For a quantum channel $\Phi$, let us write $J(\Phi)$ to denote the associated state: $$J(\Phi) = \frac{1}{n} \sum_{1\leq i,j \leq n} \Phi(|i \rangle \langle j|) \otimes |i \rangle \langle j|.$$ Here we are assuming that the channel maps $M_n(\mathbb{C})$ (i.e., $n\times n$ complex matrices) to $M_m(\mathbb{C})$ for whatever choice of positive integers $n$ and $m$ you like. The matrix $J(\Phi)$ is sometimes called the Choi matrix or Choi-Jamiolkowski representation of $\Phi$, but it is more frequent that those terms are used when the $\frac{1}{n}$ normalization is omitted.
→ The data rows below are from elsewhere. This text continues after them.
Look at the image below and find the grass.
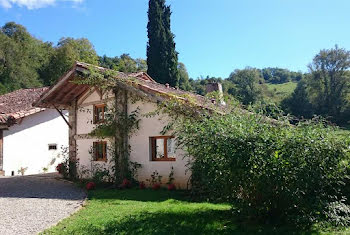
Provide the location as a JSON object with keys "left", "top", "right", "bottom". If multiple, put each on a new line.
{"left": 264, "top": 81, "right": 298, "bottom": 103}
{"left": 42, "top": 188, "right": 350, "bottom": 235}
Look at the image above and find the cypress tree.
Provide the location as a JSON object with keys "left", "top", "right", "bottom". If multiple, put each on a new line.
{"left": 147, "top": 0, "right": 179, "bottom": 87}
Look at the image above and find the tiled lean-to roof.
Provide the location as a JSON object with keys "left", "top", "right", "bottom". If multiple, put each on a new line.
{"left": 0, "top": 87, "right": 48, "bottom": 125}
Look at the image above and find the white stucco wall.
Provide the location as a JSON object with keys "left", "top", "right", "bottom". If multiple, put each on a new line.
{"left": 128, "top": 100, "right": 190, "bottom": 189}
{"left": 76, "top": 90, "right": 190, "bottom": 189}
{"left": 76, "top": 91, "right": 114, "bottom": 177}
{"left": 3, "top": 109, "right": 69, "bottom": 176}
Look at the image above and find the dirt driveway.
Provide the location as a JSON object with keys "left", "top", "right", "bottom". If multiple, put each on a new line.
{"left": 0, "top": 173, "right": 85, "bottom": 235}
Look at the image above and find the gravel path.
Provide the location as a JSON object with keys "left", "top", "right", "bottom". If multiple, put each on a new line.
{"left": 0, "top": 173, "right": 86, "bottom": 235}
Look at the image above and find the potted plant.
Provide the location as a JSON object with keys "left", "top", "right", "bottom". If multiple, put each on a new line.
{"left": 147, "top": 171, "right": 162, "bottom": 190}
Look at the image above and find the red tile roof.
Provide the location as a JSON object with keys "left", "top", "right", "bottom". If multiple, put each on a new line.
{"left": 0, "top": 87, "right": 48, "bottom": 125}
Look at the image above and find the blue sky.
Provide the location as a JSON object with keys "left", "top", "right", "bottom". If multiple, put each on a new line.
{"left": 0, "top": 0, "right": 349, "bottom": 79}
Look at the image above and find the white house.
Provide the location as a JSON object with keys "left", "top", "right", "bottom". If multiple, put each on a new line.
{"left": 34, "top": 62, "right": 221, "bottom": 188}
{"left": 0, "top": 88, "right": 68, "bottom": 176}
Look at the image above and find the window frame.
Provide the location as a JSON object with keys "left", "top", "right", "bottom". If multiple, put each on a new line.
{"left": 93, "top": 104, "right": 106, "bottom": 124}
{"left": 93, "top": 141, "right": 107, "bottom": 162}
{"left": 150, "top": 136, "right": 176, "bottom": 162}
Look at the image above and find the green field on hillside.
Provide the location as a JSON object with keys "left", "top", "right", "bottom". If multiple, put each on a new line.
{"left": 265, "top": 81, "right": 298, "bottom": 103}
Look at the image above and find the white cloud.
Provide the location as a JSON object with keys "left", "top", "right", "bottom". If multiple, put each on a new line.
{"left": 0, "top": 0, "right": 83, "bottom": 9}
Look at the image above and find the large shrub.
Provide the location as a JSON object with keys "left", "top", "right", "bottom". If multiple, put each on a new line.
{"left": 174, "top": 109, "right": 350, "bottom": 225}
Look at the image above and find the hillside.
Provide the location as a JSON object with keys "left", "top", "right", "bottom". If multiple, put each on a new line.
{"left": 265, "top": 81, "right": 298, "bottom": 103}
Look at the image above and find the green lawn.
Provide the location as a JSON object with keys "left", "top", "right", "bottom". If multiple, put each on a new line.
{"left": 42, "top": 189, "right": 350, "bottom": 235}
{"left": 265, "top": 81, "right": 298, "bottom": 103}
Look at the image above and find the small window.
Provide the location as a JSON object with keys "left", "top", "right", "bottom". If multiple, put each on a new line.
{"left": 93, "top": 141, "right": 107, "bottom": 162}
{"left": 48, "top": 144, "right": 57, "bottom": 151}
{"left": 150, "top": 136, "right": 176, "bottom": 161}
{"left": 93, "top": 104, "right": 106, "bottom": 124}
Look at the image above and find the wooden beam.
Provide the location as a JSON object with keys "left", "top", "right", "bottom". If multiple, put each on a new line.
{"left": 34, "top": 68, "right": 75, "bottom": 107}
{"left": 66, "top": 85, "right": 90, "bottom": 104}
{"left": 52, "top": 84, "right": 89, "bottom": 106}
{"left": 54, "top": 105, "right": 72, "bottom": 129}
{"left": 95, "top": 86, "right": 103, "bottom": 100}
{"left": 38, "top": 103, "right": 70, "bottom": 110}
{"left": 79, "top": 97, "right": 115, "bottom": 108}
{"left": 0, "top": 125, "right": 9, "bottom": 130}
{"left": 77, "top": 87, "right": 96, "bottom": 106}
{"left": 74, "top": 134, "right": 113, "bottom": 140}
{"left": 17, "top": 118, "right": 23, "bottom": 125}
{"left": 52, "top": 82, "right": 76, "bottom": 103}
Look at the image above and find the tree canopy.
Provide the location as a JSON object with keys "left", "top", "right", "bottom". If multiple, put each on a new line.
{"left": 227, "top": 67, "right": 264, "bottom": 105}
{"left": 281, "top": 45, "right": 350, "bottom": 125}
{"left": 261, "top": 67, "right": 303, "bottom": 84}
{"left": 40, "top": 37, "right": 99, "bottom": 86}
{"left": 99, "top": 54, "right": 147, "bottom": 73}
{"left": 0, "top": 22, "right": 51, "bottom": 93}
{"left": 0, "top": 22, "right": 150, "bottom": 94}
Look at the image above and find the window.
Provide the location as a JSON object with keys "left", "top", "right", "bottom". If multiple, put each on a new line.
{"left": 93, "top": 141, "right": 107, "bottom": 162}
{"left": 150, "top": 136, "right": 176, "bottom": 161}
{"left": 93, "top": 104, "right": 106, "bottom": 124}
{"left": 48, "top": 144, "right": 57, "bottom": 150}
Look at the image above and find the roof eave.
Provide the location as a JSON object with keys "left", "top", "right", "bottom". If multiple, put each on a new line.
{"left": 33, "top": 63, "right": 79, "bottom": 108}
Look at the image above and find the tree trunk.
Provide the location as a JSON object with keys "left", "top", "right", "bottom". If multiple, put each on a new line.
{"left": 113, "top": 87, "right": 129, "bottom": 184}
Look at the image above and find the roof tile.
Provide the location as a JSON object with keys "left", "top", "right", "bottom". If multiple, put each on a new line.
{"left": 0, "top": 87, "right": 48, "bottom": 125}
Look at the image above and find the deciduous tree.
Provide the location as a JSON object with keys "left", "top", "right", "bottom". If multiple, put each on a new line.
{"left": 228, "top": 67, "right": 263, "bottom": 105}
{"left": 41, "top": 37, "right": 99, "bottom": 85}
{"left": 308, "top": 45, "right": 350, "bottom": 123}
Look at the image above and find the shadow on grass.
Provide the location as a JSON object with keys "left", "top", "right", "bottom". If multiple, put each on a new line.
{"left": 88, "top": 188, "right": 192, "bottom": 202}
{"left": 84, "top": 209, "right": 320, "bottom": 235}
{"left": 85, "top": 189, "right": 320, "bottom": 235}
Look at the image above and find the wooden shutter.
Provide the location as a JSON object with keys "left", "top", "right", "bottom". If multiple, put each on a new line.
{"left": 93, "top": 106, "right": 98, "bottom": 124}
{"left": 93, "top": 142, "right": 97, "bottom": 161}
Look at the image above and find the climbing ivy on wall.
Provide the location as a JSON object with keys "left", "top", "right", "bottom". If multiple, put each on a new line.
{"left": 75, "top": 67, "right": 141, "bottom": 185}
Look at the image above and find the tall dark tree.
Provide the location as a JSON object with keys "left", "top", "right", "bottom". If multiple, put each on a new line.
{"left": 147, "top": 0, "right": 179, "bottom": 87}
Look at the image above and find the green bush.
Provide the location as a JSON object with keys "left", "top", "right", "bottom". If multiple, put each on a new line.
{"left": 175, "top": 110, "right": 350, "bottom": 225}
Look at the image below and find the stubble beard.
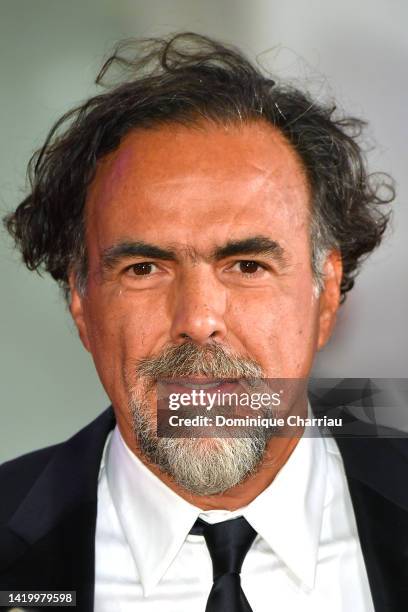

Now, suppose that $\Phi_0$ and $\Phi_1$ are quantum channels. We may define the "diamond norm distance" between them as $$\| \Phi_0 - \Phi_1 \|_{\Diamond} = \sup_{\rho} \: \| (\Phi_0 \otimes \operatorname{Id}_k)(\rho) - (\Phi_1 \otimes \operatorname{Id}_k)(\rho) \|_1$$ where $\operatorname{Id}_k$ denotes the identity channel from $M_k(\mathbb{C})$ to itself, $\| \cdot \|_1$ denotes the trace norm, and the supremum is taken over all $k \geq 1$ and all density matrices $\rho$ chosen from $M_{nk}(\mathbb{C}) = M_n(\mathbb{C}) \otimes M_{k}(\mathbb{C})$. The supremum always happens to be achieved for some choice of $k\leq n$ and some rank 1 density matrix $\rho$.

(Note that the above definition does not work for arbitrary mappings, only those of the form $\Phi = \Phi_0 - \Phi_1$ for completely positive maps $\Phi_0$ and $\Phi_1$. For general mappings, the supremum is taken over all matrices with trace norm 1, as opposed to just density matrices.)

If you don't have any additional assumptions on the channels, you cannot say too much about how these norms relate aside from these coarse bounds: $$\frac{1}{n} \| \Phi_0 - \Phi_1 \|_{\Diamond} \leq \| J(\Phi_0) - J(\Phi_1) \|_1 \leq \| \Phi_0 - \Phi_1 \|_{\Diamond}.$$ For the second inequality, one is essentially settling for the specific choice $$\rho = \frac{1}{n} \sum_{1\leq i,j \leq n} |i \rangle \langle j| \otimes |i \rangle \langle j|$$ rather than taking the supremum over all $\rho$. The first inequality is a bid tougher, but it would be a reasonable assignment question for a graduate course on quantum information. (At this point I should thank you for your question, because I fully intend to use this question in the Fall offering of my quantum information theory course.)

You can achieve either inequality for an appropriate choice of channels $\Phi_0$ and $\Phi_1$, even under the additional assumption that the channels are perfectly distinguishable (meaning $\| \Phi_0 - \Phi_1 \|_{\Diamond} = 2$).

• Thanks John, that answers my question perfectly, and has saved me a lot of time. – Joe Fitzsimons Feb 15 '11 at 0:04

You might also want to look into Distance measures to compare real and ideal quantum processes arXiv:quant-ph/0408063 which gives an overview of distance measures for quantum channels and their relationships.

They use the term S distance for the diamond distance and J distance for the trace distance of the Jamiołkowski operators associated to the channels.

I like to think of the first inequality that Watrous wrote in terms of probabilistic channel teleportation. If you interpret the diamond norm as a measure of the smallest error probability in discriminating channels $\Phi_0$ and $\Phi_1$, and the trace norm as the equivalent for their Jamiolkowski states, you can always implement the optimal strategy for the channels from their corresponding states with $\frac{1}n$ success probability. Putting this rigorously may be a way of proving the inequality.

Also, this way of thinking shows that if the channels can be teleported deterministically (such as Pauli channels), then their diamond norm equals the Jamiolkowski trace distance.